Ehrlicherweise müssen wir dazu im Vorfeld jedoch auch anmerken, dass diese Idee eines umfangreicheren Tests nicht zufällig entstand. Während das Hauptaugenmerk der meisten Anwender fast nur auf der Anzeigegeschwindigkeit der Betriebssystemoberfläche liegt und Windows 7 im Vergleich zu Vista allerorts nur gelobt wird, haben wir leider feststellen müssen, dass die eigentliche „Neuerung“ von Windows 7, nämlich die propagierte Wiedereinführung der bis Windows XP vorhandenen und mit Vista still und leise abgeschafften 2D-Grafikbeschleunigung, ganz offensichtlich bei einem der Grafikchiphersteller noch nicht ganz angekommen zu sein scheint, zumindest wenn es sich um die Belange der sauberen Implementierung von GDI-Aufrufen (Graphics Device Interface) handelt. Die sogenannte „2D-Grafik“ besteht eben nicht nur aus netten Überblendeffekten und animierten Menüs mit Schatten, sondern zunächst erst einmal aus ganz trivialen Sachen wie Pixeln, Linien, Kurven, Rechtecken, Kreisen, Polygonen und vielem mehr.
Wichtige Vorbemerkung
Wir möchten diesem Artikel keine emotionale Note geben, auch wenn sich die Anhänger der einen oder anderen Grafikkartenfraktion sicher die Augen reiben werden. Wir haben uns, weil wir die Ergebnisse erster Tests so nicht glauben wollten, im Interesse aller Betroffenen extra mehr Zeit genommen, um möglichst aussagefähige Ergebnisse zu erhalten und diese dann auch möglichst objektiv miteinander vergleichen zu können. Wir werden auch keinem Hersteller eine bewusste Vernachlässigung dieses Anwenderbereiches unterstellen, sondern verstehen unseren Artikel als Beitrag und Hilfe für diejenigen, die an ihren PCs nicht nur spielen, sondern auch arbeiten wollen und müssen. Ausgehend davon, dass es aktuell sehr schwierig ist, beispielsweise mit einer HD 5870 und den aktuellen Treibern unter Windows 7 einigermaßen produktiv im 2D-Bereich zu arbeiten (einfache vektorbasierte Zeichen- und Gestaltungsprogramme, einfache oder komplexere CAD-Anwendungen) oder 2D-Spiele in hoher Qualität zu spielen, wollten wir nicht nur pauschal kritisieren, sondern den eigentlichen Ursachen auf den Grund gehen.
Theorie und Praxis
Da den meisten Lesern die eigentlichen Funktionen und Hintergründe der 2D-Beschleunigung von Windows XP bis Windows 7 nicht bekannt sein dürften, haben wir diesen sehr umfangreichen Artikel zweigeteilt. In diesem ersten Teil werden wir zunächst die wissenswerten Hintergründe und technischen Grundlagen vermitteln, damit die Tests des zweiten Teils auch so verstanden werden können, wie man sie interpretieren muss. Dazu haben wir passend ein eigenes kleines Benchmarkprogramm entwickelt, das wir dann natürlich auch allen interessierten Anwendern zum Download anbieten werden. Informativ, lesens- und wissenswert ist auf alle Fälle beides.

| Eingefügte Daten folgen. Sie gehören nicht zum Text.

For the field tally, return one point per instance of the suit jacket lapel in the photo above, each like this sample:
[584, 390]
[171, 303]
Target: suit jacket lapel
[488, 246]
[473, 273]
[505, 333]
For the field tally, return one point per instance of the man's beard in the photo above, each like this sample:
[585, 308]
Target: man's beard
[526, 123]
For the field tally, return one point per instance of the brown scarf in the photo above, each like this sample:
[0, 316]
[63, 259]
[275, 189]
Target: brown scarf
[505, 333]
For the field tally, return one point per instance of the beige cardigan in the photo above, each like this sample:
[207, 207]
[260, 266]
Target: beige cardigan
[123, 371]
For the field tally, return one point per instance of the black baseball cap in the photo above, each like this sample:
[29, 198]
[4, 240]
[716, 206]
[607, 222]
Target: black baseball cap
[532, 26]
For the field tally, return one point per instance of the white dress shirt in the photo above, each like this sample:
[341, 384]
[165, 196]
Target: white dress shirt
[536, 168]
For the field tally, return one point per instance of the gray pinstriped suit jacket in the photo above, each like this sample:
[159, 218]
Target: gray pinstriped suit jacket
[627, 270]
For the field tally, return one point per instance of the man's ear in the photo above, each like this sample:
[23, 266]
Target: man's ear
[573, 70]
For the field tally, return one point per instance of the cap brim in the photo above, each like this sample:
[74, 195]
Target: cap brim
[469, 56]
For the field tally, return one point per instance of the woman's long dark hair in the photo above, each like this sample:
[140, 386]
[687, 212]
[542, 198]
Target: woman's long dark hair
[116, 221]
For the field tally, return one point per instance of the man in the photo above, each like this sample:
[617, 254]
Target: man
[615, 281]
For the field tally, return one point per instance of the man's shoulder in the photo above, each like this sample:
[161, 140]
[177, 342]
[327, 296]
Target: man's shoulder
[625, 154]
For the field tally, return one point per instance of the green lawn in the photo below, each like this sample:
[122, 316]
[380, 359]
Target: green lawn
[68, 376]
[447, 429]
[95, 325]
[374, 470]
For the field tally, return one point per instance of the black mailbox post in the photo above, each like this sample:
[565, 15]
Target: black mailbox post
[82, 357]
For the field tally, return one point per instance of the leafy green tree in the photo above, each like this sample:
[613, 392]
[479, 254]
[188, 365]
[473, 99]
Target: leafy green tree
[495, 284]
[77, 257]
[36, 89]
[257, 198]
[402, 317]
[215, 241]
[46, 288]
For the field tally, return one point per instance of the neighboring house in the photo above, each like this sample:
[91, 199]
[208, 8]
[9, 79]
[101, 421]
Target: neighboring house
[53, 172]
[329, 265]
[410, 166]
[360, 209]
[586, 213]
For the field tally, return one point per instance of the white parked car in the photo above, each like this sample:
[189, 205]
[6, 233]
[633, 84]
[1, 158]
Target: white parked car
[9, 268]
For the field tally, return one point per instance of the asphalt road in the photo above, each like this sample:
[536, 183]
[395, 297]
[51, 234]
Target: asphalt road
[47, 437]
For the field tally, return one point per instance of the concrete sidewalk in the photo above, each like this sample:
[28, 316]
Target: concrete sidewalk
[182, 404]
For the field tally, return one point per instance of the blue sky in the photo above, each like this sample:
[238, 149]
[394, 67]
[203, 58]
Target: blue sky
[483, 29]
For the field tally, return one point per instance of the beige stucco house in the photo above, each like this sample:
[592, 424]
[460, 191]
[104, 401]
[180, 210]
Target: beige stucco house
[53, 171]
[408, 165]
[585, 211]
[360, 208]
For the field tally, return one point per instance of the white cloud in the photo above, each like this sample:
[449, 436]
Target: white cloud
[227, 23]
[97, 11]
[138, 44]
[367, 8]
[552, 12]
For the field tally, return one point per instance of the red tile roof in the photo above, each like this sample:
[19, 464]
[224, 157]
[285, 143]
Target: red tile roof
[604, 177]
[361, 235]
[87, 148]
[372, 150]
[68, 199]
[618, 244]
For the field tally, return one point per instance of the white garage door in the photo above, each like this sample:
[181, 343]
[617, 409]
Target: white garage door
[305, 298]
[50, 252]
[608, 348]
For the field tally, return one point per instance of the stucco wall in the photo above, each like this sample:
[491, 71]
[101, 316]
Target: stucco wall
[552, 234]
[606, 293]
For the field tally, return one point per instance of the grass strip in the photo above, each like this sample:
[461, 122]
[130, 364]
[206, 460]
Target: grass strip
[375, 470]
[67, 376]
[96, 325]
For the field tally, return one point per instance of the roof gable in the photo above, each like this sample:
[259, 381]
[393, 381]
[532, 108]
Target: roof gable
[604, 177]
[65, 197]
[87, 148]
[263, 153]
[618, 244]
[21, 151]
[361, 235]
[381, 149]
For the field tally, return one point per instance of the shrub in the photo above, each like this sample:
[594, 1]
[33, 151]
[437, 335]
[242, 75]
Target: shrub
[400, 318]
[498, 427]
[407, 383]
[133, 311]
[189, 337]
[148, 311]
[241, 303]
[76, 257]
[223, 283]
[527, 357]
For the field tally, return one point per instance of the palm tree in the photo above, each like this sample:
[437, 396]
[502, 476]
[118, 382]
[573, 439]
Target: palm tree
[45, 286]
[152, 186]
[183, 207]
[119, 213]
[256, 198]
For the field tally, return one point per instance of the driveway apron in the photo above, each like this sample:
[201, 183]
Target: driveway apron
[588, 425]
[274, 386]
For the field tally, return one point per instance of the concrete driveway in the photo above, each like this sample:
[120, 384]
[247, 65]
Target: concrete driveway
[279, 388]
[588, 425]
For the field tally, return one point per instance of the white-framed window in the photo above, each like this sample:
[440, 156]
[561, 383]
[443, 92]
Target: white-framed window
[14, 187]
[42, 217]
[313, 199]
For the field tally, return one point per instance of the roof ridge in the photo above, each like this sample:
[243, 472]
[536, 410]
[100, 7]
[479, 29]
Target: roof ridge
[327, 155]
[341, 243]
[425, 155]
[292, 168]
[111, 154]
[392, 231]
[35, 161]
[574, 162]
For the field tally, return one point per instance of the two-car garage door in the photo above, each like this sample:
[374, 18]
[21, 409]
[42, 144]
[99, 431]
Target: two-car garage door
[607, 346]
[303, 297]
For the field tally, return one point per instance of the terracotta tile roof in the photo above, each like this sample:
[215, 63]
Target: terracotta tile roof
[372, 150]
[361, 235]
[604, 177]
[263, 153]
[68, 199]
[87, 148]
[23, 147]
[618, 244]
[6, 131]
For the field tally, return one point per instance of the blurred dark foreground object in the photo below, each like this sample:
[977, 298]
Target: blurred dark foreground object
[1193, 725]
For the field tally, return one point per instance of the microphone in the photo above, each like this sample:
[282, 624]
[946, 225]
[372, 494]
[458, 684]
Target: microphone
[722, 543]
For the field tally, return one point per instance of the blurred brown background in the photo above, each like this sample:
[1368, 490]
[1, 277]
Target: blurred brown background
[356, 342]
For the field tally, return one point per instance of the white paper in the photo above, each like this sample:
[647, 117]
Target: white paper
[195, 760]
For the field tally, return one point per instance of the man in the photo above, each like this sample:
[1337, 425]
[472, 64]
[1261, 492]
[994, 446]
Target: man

Beginnen wir deshalb zunächst mit den Grundlagen und merken, dass ein wenig Hintergrundwissen nicht unbedingt schadet. Wir schreiben das Jahr 1985. Michail Gorbatschow wird Generalsekretär der KPdSU, Joschka Fischer wird erster grüner Minister, Sat. 1 geht erstmals auf Sendung und „Cheri Cheri Lady“ nervt uns 4 unendliche Wochen als Nummer Eins der deutschen Hitparade. Neben all diesen wichtigen Dingen betritt zunächst fast unbemerkt eine kleine, noch recht unscheinbare Software die Welt, die heute mittlerweile marktführend auf den meisten PCs installiert ist: Windows von Microsoft.
„Fensterloses“ Windows ohne überlappende Fenster
Die Idee, einen grafischen Aufsatz über die eigentliche, textbasierte Betriebssystemebene zu stülpen, ist nicht wirklich neu. Auf diese Art und Weise versuchten Firmen wie Microsoft oder Digital Research neue, weniger exklusive Käuferschichten zu erschließen und die neue PC-Technik einer breiten Masse an Konsumenten schmackhaft zu machen, da man diese Software endlich auch ohne abgeschlossenes IT-Studium bedienen konnte. Im Gegensatz zu Windows 1.0 konnte das Konkurrenzprogramm GEM jedoch bereits mit überlappenden Fenstern umgehen.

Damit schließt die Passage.